5. If a standalone (i.e., algorithm only without human-in-the-loop performance) was done: No; a standalone algorithm performance study is not relevant for this type of device. The "standalone" performance is the water treatment system's output meeting AAMI standards. The FDA's conclusion explicitly states: "Clinical Performance Data: Not required for determination of substantial equivalence for this type and class of device." (Page 4, 8)
6. The type of ground truth used (expert consensus, pathology, outcomes data, etc.): The "ground truth" for compliance is the AAMI RD62:2003 standard for water quality in hemodialysis. This is a technical performance standard.
7. The sample size for the training set: Not applicable. This is not a machine learning or AI-driven device requiring a training set.
8. How the ground truth for the training set was established: Not applicable.

Summary of How the Device Meets Acceptance Criteria

The Matrix Series Digital Reverse Osmosis Water Treatment System meets its acceptance criteria by demonstrating substantial equivalence to existing, legally marketed predicate devices (Better Water K920186, Isopure MD 400 K993200, and MD 600 K041163 Series Water Systems).

The basis for this substantial equivalence primarily rests on:

• Technological Characteristics: Similar "wetted-contact materials," pump size, and membrane selection to the Better Water predicate.
• Operational Features: The electronic PLC and Operator Interface Touch Screen features are deemed equivalent to those in the Isopure predicate devices.
• Intended Use: The device shares the same intended use as an accessory for hemodialysis applications.
• Performance Claim: The device is intended to and will produce water meeting the AAMI RD62:2003 standard, mirroring the performance of the predicate devices.

The 510(k) process allows a new device to be cleared if it is "substantially equivalent" to a predicate device, meaning it has the same intended use and technological characteristics as the predicate, or if it has different technological characteristics, those characteristics do not raise different questions of safety and effectiveness, and the device is as safe and effective as the predicate device.
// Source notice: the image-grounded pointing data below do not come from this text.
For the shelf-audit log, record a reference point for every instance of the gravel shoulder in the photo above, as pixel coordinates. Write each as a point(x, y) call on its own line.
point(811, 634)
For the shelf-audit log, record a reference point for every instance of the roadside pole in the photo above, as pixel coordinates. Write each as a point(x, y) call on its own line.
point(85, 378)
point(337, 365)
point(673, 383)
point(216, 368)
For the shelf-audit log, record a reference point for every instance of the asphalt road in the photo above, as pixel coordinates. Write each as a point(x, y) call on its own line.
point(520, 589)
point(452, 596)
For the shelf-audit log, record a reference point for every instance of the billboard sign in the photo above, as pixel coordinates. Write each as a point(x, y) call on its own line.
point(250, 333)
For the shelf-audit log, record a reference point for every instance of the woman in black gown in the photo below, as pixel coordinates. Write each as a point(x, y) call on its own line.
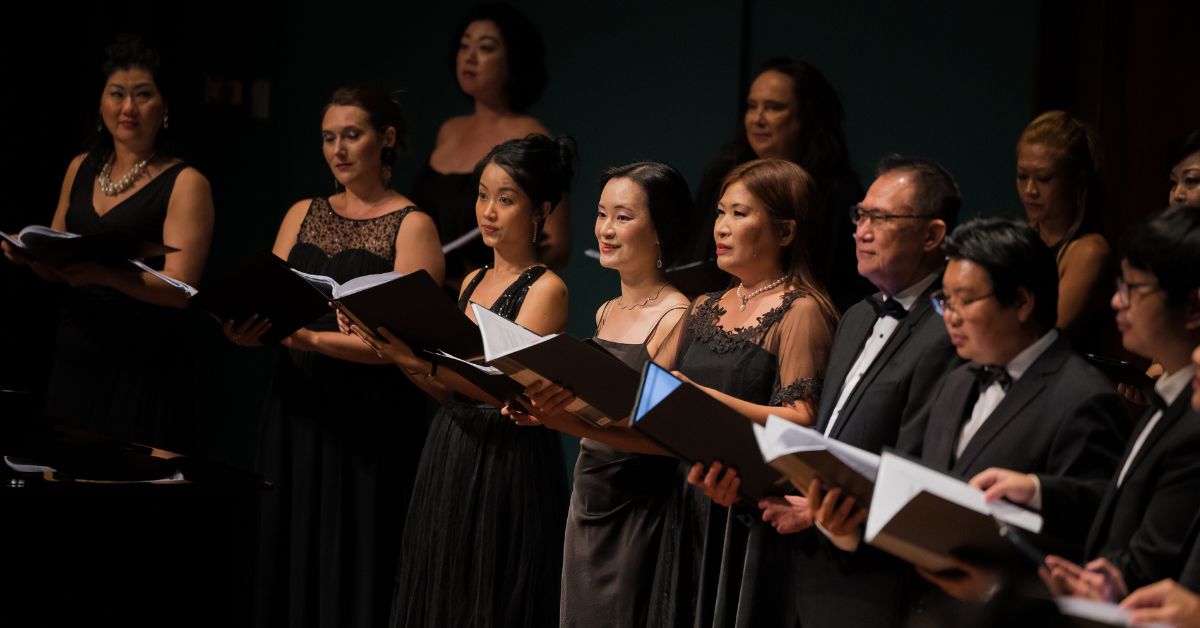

In this case, the manufacturer asserts that "Any difference between the device and the Predicate Devices have no significant influence on the safety or effectiveness of the product," and that the device will meet the specific AAMI standard for water quality, which is the established acceptance criterion for such devices. No new clinical or detailed performance studies were required by the FDA because of this demonstrated substantial equivalence.